Journalist: Chan Sidki-Lundius

Interview mit Prof. Dr. Claudia Kemfert, Leiterin der Abteilung „Energie, Verkehr, Umwelt“ am Deutschen Institut für Wirtschaftsforschung (DIW Berlin), über die Energiewende, die Digitalisierung und die Zukunft von Wasserstoff.     

Die Energiewende ist in aller Munde. Sie haben einen Blick auf die damit verbundenen Kosten. Womit ist Ihrer Meinung nach zu rechnen?
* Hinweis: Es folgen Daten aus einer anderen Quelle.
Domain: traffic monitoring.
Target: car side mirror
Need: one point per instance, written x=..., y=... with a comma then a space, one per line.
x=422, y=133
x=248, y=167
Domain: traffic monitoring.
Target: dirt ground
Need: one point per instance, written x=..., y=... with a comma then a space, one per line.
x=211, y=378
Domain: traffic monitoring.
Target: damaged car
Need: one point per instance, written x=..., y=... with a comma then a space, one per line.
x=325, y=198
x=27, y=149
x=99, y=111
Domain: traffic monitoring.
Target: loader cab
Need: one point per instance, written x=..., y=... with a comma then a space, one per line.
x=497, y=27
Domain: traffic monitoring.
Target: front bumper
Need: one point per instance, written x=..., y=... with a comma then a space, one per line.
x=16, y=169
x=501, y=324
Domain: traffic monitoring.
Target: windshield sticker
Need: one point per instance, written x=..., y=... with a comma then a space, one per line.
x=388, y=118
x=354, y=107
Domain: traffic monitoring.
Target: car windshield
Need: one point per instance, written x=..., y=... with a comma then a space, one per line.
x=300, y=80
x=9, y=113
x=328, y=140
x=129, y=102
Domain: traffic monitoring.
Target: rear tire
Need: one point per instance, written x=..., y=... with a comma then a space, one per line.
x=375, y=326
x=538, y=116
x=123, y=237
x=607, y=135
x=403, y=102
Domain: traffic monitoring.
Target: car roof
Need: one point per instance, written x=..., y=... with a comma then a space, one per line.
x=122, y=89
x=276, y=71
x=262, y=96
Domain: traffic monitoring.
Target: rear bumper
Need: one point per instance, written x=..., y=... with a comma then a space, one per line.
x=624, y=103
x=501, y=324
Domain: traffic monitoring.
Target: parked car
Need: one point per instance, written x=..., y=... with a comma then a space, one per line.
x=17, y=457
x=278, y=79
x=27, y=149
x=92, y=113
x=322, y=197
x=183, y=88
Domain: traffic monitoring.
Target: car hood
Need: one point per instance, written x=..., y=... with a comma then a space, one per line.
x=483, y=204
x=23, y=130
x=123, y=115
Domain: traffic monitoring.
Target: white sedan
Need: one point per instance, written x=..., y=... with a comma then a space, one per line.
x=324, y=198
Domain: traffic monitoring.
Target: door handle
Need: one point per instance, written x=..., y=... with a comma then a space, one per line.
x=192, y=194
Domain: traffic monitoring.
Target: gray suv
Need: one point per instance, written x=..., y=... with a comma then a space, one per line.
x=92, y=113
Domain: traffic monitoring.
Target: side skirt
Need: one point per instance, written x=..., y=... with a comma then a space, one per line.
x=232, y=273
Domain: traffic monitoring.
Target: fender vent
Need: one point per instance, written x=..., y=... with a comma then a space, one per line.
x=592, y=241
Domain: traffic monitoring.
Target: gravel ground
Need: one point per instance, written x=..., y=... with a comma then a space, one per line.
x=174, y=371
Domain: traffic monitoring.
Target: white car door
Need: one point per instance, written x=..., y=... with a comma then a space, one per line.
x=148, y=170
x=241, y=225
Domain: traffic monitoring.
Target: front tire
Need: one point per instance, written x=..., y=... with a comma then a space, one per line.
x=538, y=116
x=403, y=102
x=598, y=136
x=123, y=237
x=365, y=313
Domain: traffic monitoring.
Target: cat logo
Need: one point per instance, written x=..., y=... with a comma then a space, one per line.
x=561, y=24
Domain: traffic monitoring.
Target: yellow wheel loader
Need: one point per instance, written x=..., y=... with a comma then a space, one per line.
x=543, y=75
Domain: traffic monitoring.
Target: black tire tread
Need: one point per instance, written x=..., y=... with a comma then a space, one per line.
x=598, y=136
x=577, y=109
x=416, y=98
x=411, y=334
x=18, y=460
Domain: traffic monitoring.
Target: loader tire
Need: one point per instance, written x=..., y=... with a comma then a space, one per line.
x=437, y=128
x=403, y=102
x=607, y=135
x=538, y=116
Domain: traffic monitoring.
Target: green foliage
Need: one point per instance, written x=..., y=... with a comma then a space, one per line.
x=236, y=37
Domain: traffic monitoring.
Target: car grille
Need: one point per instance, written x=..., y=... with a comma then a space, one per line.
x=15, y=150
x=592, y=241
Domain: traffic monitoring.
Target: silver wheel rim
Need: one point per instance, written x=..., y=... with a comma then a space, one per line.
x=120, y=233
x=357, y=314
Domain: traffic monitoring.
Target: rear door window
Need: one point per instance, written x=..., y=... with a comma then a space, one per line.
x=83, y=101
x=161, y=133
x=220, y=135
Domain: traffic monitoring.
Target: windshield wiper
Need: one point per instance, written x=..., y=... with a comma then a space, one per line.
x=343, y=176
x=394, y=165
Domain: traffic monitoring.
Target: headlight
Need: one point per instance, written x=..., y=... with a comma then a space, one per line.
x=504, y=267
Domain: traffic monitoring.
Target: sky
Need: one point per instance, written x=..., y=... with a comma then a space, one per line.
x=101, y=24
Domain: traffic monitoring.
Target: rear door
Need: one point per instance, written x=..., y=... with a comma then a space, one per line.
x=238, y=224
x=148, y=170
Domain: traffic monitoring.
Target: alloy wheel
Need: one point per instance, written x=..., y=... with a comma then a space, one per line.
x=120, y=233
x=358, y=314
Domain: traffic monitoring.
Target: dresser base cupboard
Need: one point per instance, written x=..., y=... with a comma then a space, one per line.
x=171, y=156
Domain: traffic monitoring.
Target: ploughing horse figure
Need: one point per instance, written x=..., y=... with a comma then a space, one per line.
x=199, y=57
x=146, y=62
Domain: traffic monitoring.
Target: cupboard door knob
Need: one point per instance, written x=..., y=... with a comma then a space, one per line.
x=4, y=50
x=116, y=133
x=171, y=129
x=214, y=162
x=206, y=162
Seriöse Kosten-Nutzen-Studien zur Energiewende zeigen, dass der Netto-nutzen der Energiewende weit größer ist als die Nettokosten. Investitionen in Zukunftsmärkte lohnen sich volkswirtschaftlich, es werden Wertschöpfungen und Arbeitsplätze geschaffen. Hin zur vollständigen Energiesystemwende basierend auf erneuerbaren Energien sind zwei Dinge wichtig: der konsequente und schnelle Ausbau der erneuerbaren Energien und das Energiesparen, efficiency first. Oder umgekehrt: Die Energieverschwendung muss unbedingt vermieden werden. Der kostbare und knappe Ökostrom muss sofort und überall genutzt werden und darf nicht verschwendet werden, indem man beispielsweise den energieintensiv hergestellten Wasserstoff in SUVs oder Heizungen von ungedämmten Häusern verschwendet. Der Ökostrom sollte in der Elektromobilität genutzt werden, Häuser müssen energetisch saniert werden. Nicht Wasserstoff, sondern Strom ist das neue Öl, genauer: Öko-Strom. 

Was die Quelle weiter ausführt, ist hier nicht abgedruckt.